Again, the game should be hard. But the summons need to help out. The enemies should not be damage sponges; it needs to be a combat system where everyone is somewhat vunerable but the player character must put some thought  into combat in every way.

Godd*mnit, just make the Conjurations stronger. I am sick of seeing my f**kin Skeleton get domerocked by a RAT.

On the positive side, I love the creatures you can summon. I wish there was more variety of enemies and conjures in Oblivion, but it’s not too bad. I wish there was more in game scrolls that you can find to summon creatures, but that’s not a big gripe. One thing that could be cool is more Necromancy type skills.

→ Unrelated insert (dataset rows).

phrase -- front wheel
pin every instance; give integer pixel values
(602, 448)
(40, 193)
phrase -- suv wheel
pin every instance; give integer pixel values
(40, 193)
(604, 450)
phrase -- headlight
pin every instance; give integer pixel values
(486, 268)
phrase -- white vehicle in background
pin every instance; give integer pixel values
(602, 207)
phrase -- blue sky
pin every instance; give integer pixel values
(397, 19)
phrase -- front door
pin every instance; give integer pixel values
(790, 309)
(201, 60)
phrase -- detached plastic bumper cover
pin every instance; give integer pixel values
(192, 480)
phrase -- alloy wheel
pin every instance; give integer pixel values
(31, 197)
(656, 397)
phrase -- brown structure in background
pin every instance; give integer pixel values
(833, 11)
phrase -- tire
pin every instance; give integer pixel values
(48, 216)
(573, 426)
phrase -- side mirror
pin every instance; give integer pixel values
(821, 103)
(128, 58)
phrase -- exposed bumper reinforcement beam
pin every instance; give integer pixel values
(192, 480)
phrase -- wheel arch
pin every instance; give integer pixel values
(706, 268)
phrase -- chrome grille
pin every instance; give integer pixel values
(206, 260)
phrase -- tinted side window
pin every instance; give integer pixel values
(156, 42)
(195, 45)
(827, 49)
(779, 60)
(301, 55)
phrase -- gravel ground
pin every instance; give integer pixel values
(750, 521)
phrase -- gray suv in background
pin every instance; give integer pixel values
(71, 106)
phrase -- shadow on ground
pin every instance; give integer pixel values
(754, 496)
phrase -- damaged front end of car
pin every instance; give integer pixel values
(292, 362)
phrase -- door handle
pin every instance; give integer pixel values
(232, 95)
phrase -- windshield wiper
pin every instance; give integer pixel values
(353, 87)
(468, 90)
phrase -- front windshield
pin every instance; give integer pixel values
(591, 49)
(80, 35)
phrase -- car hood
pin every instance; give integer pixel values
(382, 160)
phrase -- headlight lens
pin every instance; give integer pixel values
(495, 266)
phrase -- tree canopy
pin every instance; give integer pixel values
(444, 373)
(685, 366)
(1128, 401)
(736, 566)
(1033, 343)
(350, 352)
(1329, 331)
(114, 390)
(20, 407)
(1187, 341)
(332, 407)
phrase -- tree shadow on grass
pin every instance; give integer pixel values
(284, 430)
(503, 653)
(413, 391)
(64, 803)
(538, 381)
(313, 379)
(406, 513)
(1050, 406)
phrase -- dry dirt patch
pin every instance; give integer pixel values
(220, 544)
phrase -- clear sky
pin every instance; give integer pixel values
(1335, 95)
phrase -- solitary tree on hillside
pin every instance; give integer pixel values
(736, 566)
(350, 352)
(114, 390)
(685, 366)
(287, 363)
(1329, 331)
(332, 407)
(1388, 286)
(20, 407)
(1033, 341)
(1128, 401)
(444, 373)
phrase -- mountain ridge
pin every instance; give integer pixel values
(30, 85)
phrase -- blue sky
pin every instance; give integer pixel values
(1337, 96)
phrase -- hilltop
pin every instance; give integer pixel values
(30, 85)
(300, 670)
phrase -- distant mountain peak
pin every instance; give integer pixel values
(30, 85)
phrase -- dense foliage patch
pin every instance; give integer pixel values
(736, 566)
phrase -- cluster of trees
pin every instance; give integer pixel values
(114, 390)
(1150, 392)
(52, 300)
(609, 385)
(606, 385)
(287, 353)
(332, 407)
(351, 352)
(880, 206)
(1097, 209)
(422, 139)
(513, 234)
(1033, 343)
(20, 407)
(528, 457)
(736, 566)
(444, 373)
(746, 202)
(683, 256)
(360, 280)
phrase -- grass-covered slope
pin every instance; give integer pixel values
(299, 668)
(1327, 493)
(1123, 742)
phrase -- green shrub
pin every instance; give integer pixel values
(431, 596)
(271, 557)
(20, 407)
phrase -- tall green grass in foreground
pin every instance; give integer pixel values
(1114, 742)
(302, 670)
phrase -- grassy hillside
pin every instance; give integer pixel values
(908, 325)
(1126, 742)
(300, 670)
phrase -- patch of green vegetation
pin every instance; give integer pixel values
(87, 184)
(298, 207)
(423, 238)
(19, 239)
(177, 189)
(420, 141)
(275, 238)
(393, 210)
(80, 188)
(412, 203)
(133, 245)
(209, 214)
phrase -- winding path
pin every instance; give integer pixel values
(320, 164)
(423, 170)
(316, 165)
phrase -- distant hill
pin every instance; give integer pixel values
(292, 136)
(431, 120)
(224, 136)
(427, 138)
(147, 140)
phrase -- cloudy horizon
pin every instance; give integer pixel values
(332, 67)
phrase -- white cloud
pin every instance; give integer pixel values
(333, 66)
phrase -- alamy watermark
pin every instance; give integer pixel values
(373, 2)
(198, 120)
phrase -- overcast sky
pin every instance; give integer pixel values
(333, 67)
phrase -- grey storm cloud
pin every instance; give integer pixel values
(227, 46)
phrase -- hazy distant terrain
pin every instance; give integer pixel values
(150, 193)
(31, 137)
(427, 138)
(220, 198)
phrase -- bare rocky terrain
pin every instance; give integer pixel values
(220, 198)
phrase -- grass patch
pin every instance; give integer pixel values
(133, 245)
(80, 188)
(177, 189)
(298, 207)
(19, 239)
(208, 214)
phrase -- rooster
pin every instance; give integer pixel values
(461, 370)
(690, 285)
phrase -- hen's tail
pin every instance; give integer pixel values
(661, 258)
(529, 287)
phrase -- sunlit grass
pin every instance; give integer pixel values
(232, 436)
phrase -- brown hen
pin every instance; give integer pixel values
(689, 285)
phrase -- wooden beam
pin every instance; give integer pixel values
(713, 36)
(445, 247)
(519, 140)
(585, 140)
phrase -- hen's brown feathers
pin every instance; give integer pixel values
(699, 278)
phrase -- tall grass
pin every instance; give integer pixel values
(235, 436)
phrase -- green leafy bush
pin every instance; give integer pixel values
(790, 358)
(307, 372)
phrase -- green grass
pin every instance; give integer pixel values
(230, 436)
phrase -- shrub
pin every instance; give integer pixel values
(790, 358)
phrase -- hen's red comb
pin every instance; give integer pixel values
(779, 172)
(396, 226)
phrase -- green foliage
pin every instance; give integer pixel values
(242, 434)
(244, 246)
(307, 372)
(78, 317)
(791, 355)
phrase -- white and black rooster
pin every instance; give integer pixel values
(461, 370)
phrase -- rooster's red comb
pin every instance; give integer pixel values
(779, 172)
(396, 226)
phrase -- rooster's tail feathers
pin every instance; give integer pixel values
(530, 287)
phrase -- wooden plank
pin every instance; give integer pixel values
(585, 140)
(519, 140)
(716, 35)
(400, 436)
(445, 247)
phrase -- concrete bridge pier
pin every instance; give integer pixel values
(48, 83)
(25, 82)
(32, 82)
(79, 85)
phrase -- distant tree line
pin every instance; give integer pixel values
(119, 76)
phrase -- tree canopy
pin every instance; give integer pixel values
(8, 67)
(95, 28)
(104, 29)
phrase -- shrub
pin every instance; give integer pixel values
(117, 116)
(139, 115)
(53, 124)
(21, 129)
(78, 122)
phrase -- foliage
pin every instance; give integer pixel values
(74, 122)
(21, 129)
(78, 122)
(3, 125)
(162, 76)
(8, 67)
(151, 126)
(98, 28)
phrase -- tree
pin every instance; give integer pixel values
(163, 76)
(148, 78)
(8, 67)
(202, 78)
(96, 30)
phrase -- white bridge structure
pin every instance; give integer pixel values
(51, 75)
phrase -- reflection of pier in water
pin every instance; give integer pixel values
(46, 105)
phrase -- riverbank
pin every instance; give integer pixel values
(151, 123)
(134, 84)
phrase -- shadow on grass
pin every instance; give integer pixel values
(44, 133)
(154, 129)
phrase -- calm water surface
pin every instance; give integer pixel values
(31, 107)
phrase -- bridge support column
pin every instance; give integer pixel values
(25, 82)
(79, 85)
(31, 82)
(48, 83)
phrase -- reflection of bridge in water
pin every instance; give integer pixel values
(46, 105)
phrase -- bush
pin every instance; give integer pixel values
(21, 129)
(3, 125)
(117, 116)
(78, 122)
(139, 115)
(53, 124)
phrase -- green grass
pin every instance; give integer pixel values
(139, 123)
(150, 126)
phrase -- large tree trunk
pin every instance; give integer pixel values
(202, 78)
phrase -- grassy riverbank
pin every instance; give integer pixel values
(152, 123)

I know they introduced a lot of this in Skyrim, but it would be great to take out a group of bandits only to raise them from the dead using Necromancy (It’ll fall under Conjuration) and have them turn on their still surviving allies. Conjuration should be able to summon gear that you can give to your followers as well (we will talk about Elder Scrolls followers in another article ? ) and the Conjuration skill should be able to spawn more than one at once. Overall, I do like how Conjuration is a bit hard to master (it should since you’re literally spawning hell demons) so I do like that, but there’s a lot of s**t that needs to be changed in the system to make it as good as it should be in the future.